I can find no reference to it preceding the 2009 classic Black Dynamite, relevant part starts at about 1:30, where Mr. Dynamite is called thus by Pat Nixon. I can find references to the term, but it seems to refer to a Texas-based band 10 or more years earlier with no racial overtones. So did this movie coin the term as a one-off slur? I’d never heard it before.
“As we all know, Asclepius is the son of Apollo.”
I honestly can’t find a reliable source telling me moon cricket is a slur. As much as I love Black Dynamite, I just don’t consider it a reliable source.
I’ve never even heard of ‘moon cricket’. Toward what group is it supposedly a racial epithet, and why?
Black people.
I think I read it in an old book. Something like Uncle Tom’s Cabin.
I’ve read a bunch of Civil War diary’s.
I assume it is at least antebellum.
Thanks, everyone, looks like my suspicions (at least so far) are confirmed, that it’s a specious/factitious slur originating from the movie, but that was enough to give it some level of currency.
Black Dynamite was released on October 16th, 2009. This page was posted on January 29th 2009.
^^And??? So the film didn’t create it, but so far still not one historical citation attesting to it. I did find a race horse named “Moon Cricket” from the late 1970s, but nothing about slaves. So still waiting.
I have to admit I’m not sure what you are waiting for?
Here was your question
Yeah, it seems like he isn’t interested in facts that disprove his conclusion.

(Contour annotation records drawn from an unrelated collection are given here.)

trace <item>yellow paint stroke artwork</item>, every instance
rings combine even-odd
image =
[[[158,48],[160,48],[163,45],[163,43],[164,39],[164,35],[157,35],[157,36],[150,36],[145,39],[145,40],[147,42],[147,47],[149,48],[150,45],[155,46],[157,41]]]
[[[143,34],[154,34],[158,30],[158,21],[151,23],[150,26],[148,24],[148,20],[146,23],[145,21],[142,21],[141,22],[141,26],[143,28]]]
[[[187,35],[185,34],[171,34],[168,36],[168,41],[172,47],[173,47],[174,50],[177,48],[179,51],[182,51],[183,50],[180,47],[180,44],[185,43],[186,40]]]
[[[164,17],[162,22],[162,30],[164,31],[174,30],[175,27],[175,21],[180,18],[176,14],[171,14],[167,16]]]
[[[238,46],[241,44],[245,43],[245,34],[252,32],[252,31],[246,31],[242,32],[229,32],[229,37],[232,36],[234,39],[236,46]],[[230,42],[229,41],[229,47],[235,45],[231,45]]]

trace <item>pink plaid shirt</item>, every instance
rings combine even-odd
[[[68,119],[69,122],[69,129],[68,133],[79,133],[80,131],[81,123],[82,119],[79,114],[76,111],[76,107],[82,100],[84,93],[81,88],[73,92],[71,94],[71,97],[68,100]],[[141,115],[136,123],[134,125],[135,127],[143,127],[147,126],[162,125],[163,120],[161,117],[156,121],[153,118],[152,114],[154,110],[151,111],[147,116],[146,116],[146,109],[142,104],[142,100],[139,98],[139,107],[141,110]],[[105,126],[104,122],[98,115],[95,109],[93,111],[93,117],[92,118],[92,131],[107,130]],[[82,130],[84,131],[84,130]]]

Oh, heavens, no. I accept that it was not coined from the movie. What I have yet to accept is that there’s any historic corroboration on it. But further, I also have to accept that that was not the question in the OP, which was indeed factually answered, so that ancillary question can just wither on the vine.
Regards,
A book published in 2008.
Uh, thanks. If a 2008 comment with no attribution meets a standard for historic corroboration for a term supposedly used in the 1800s. . . that sets a rather low bar. But, again, a first source request wasn’t explicitly mentioned in the OP, so that can wait another day, unless some intrepid researcher feels like going down that rabbit hole.
I don’t know how you expect other people to keep searching for you when you are choosing to be so openly rude to everyone who tries. (But I already had a 1994 mention…)
It also apparently gets a mention in a 1992 book on prison slang.
Page 55 according to
That term predates the movie mentioned in the OP and the Internet. Absence on the Internet does not mean something never existed.
(Edit, that’s 2008. 1948 is the DOB of the writer.)
And it attests it as a 20th century, not 19th century, coinage, so that’s good enough for me.
Why 19th Century? Are you just setting arbitrary goal posts now? We have cites going back 15 years before that film came out.
Sorry, I’ve inferred more than I should, but here goes:
Some of the online definitions say it arose from Black slaves singing at night, presumably doing plantation work, similar to crickets, and from there the origin. Since we would expect that era to have ended in the 19th century for the most part, that’s why I looking for one from that era, but it’s probably a dead end.
Similar slurs like “jungle bunny” and “lawn jockey” seem to have been relatively recent (i.e. mid or so 20th century) in vintage, also, or at least noted.
And again, I did not specify that additional request for further info in the OP, so that is on me.
It doesn’t appear in Google ngram at all either as one or two words. Every cite I have found says that it started as prison slang in the early 90s. Most of them give the hypothesis of the antebellum origin with no citation or evidence. I’d never heard the term before this morning.
There’s a Moon Cricket Grill in Florida which was founded in the mid 90s. The owner says that they chose it because it sounded whimsical. I’d be surprised if it was intentional so the owner didn’t know of the term at the time.